Passion, emotion and heartbreak are common themes for both franchises, which has made their playoff runs particularly enthralling for fans and made it doubly difficult for brokers to get their hands on tickets. The Canucks are seeking their first Stanley Cup since joining the NHL in 1970 while the Bruins, who have watched as the Red Sox, Patriots and Celtics have won a combined six world championships since the turn of the century, are pursuing their first title since 1972.

“I think the thing that makes this one so extraordinary is there’s so little inventory out there, from day one,” Holzman said.

The Canucks nearly blew a three games to none lead in the first round of the Western Conference playoffs before edging the Chicago Blackhawks in overtime of Game 7. They then dispatched of the Nashville Predators and San Jose Sharks in six games and five games, respectively. The Bruins sandwiched taut seven-game wins over the Montreal Canadiens and Tampa Bay Lightning around a sweep of the Philadelphia Flyers in the Eastern Conference semifinals.

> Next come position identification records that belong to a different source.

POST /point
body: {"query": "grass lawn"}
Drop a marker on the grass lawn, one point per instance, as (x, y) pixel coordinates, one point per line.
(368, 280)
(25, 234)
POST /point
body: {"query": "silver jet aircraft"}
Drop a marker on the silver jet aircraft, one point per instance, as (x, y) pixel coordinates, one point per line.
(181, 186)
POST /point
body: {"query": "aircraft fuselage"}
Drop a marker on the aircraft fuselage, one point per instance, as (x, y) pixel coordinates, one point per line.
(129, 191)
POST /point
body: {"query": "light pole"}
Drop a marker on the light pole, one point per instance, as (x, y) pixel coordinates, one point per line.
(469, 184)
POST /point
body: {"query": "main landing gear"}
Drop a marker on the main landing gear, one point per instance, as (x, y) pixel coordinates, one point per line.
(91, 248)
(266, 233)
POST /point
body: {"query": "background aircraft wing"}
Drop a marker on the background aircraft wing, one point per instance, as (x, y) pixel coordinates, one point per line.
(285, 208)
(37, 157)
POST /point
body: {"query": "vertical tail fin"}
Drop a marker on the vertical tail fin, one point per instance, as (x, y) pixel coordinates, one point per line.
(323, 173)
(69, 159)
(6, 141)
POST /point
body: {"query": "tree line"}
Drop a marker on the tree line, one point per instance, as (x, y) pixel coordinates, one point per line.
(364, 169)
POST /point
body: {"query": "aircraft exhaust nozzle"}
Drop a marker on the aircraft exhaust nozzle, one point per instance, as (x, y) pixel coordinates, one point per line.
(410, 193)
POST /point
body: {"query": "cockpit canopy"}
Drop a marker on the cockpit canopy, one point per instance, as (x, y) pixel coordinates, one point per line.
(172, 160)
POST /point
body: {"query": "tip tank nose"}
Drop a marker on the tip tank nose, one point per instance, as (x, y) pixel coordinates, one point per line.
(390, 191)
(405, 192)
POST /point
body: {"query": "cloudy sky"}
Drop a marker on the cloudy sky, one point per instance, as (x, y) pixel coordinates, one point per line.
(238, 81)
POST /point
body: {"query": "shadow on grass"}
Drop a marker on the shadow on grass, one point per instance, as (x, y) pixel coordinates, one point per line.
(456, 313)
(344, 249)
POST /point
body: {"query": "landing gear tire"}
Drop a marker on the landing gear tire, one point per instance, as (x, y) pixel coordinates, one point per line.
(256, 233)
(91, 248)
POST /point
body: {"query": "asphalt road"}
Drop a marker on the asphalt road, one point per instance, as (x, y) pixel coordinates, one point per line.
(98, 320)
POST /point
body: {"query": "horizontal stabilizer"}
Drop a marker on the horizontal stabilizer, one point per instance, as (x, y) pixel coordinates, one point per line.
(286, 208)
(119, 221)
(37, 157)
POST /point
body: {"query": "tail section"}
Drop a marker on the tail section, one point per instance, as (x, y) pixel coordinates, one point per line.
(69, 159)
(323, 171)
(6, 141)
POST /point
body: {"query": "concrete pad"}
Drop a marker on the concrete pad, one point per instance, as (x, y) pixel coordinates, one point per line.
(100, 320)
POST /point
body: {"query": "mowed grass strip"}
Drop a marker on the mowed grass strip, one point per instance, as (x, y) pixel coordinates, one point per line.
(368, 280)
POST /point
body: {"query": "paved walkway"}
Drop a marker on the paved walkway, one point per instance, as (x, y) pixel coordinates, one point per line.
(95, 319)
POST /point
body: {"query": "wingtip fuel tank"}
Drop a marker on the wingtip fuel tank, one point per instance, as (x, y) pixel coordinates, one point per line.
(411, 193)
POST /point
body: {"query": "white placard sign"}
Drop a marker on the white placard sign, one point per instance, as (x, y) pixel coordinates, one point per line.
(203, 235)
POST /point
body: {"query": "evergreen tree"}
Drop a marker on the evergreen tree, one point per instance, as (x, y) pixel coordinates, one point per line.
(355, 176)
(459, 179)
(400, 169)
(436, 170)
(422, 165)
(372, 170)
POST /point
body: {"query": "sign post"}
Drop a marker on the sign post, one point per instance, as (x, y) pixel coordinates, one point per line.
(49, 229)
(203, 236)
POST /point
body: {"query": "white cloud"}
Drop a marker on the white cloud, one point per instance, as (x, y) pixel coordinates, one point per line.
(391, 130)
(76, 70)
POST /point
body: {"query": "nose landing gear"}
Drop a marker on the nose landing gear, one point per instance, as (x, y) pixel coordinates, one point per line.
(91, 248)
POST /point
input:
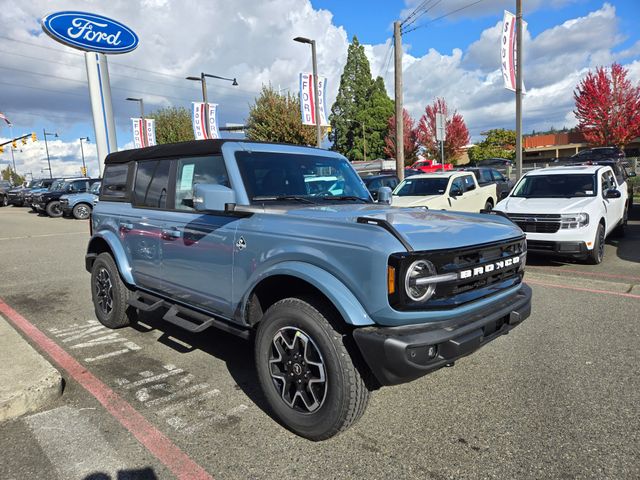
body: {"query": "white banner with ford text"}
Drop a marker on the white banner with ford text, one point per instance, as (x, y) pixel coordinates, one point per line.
(307, 100)
(144, 132)
(200, 113)
(508, 54)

Overall, counting tonight, the Canucks will have played 14 out of a possible 16 home games while the Bruins played 13 out of 14 possible home games at TD Garden.

The lack of a Game 7 in the NBA Finals — the Dallas Mavericks finished off the Miami Heat in Game 6 Sunday, June 12 — has also played a factor in the high demand and prices for tonight’s tilt. The Stanley Cup satisfying the curiosity factor for those willing to see a Game 7 in any sport is nothing new: This is the sixth Cup Finals to last seven games since 2000, more than both the World Series and NBA Finals (two apiece) combined.

“There’s thrill-seekers just coming in to see the seventh game — it’s do or die, almost two months of battle to get here,” Livich said. “Absolutely, anytime you can get to Game 7 of the Finals and we’re the home team hosting the last game — can’t ask for anything better.”